Robot Vision

The course covers a wide array of topics starting from human visual perception, camera mechanics, optics and illumination, and the basics of image quality through sampling, quantization, and standards. It delves into digital image processing for image restoration, employing techniques like smoothing, sharpening, filtering, and transformations. The course addresses robust object recognition, based on keypoints, edge and shape detectors, and deep learning neural networks. It explores 3D model alignment and (self-)calibration of imaging systems. Further, it introduces 3D object reconstruction using stereo vision, structured light and photometric stereo. Visual navigation is discussed through image-based tracking, motion analysis, pose estimation, self-localization and mapping. Finally, it delves into image-based decision making via semantic segmentation, feature extraction, and machine learning based classification, highlighting applications in visual quality control.
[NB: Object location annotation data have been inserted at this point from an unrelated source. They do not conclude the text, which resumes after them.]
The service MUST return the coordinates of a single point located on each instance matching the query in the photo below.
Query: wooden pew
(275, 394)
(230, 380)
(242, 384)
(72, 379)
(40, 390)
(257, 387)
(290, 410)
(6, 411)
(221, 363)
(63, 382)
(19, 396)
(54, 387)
The objective of this course is to: learn about technologies, devices, and processes for visual perception with modern imaging techniques, digital image processing, understanding of image content, robotic measurement and calibration, object recognition and tracking, navigation, and visual quality control. Students will gain confidence in independently designing, constructing, and critically evaluating industrial robotic vision systems and solving related problems through theoretical foundations and solving practical examples. 

Theoretical foundations, concepts and exemplar use cases are given during lectures, while practical skills are gained through lab works, weekly labwork assignments and an individual seminar work.